# how did you find the home study process?



## misskitten (Oct 31, 2010)

Hello friends, 

I'm half way through home study and it seems to be going well. I'm just finding it quite draining and emotional at times. Wondered how others have found the process? 

I don't expect the adoption journey to be a walk in the park but think I'm just looking for a bit of moral support more than anything

MissK x


----------



## becs40 (Apr 9, 2013)

I think everyone's experience will be different depending on how easy you find it to talk about your life, what difficulties you've encountered that need to be discussed and how your social worker handles things.
For me I didn't find it too difficult, there weren't a huge amount of areas that required in depth discussion so quite straight forward and the areas that did need discussion I was find talking about as had processed the emotions that went along with it.


----------



## Rayofsunshine (Jul 28, 2013)

Hi miss kitten 

I'm still in stage 1, but having seen what some of the home study q's r, I'm anticipating its going to be challenging! Although i feel ive dealt with issues from the past they r not things I choose to talk about now, so having to will b hard, and I anticipate feeling quite emotional! 

My plan is to do something after each home visit (exercise, visit friends, go out for a drink with hubby!) just to debrief! 

One thing u should take comfort from as well is that u live in the present - the now - not the past! The past is where it is for a reason and when talking about it highlight how far uve come! 

Hope that helps xxx


----------



## AoC (Oct 28, 2008)

Yes, it is draining and emotional!  I have to say first time round I rather enjoyed it.  Our last IVF had been in late 2009 and we didn't do home study till early 2012, and there was a nice sense of unpacking old feelings, processing them and putting them away again.  We grew as a couple and individually.

Second time around I've found it more frustrating, I think because I've been processing some of the anger over the hard bits when Bug first came home, because you don't get to do any processing when you have a toddler!  Also because we've had to do the exact same paperwork and exercises.  Grrr.

Ray's certainly right - think of things in terms of leaving those negative aspects of the past behind and seeing the positives.  Ultimately, it brought you to the here and now, and to being a brilliant mummy-in-waiting any LO would be glad to have.  

But it was hard work, and we certainly had a few panicky "are we ready for this?" moments.

We were, we are, and it's been wonderful.    Hang on in there.


----------



## misskitten (Oct 31, 2010)

thank you ladies for posting it always helps to read about other people's experiences.

Feeling much better about things now panel date is confirmed and social worker has given some nice feedback and been positive  

The hardest but also the best part of all this is yet to come! It helps to keep reminding myself of my strong motivation to be a mummy and that this is a wonderful opportunity 

missK x


----------



## weemoofrazz (Sep 6, 2013)

Like AoC we found the whole process really quite enjoyable and quite cathartic!
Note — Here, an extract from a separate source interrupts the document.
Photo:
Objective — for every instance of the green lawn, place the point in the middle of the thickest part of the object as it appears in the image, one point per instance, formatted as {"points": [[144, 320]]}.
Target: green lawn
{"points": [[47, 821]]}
I had already done a lot of reflecting and finding myself before we chose to adopt so I personally had no issues talking about everything and anything with our SW. I guess it does depend on the type of person you are though, we have a friend who didn't make it past the home study in her journey to adopt as she simply refused to tell SS all they asked about her, she is quite a private person and very reserved and the whole process was to her highly uncomfortable and intrusive  . I think how your SW is also makes a difference.


----------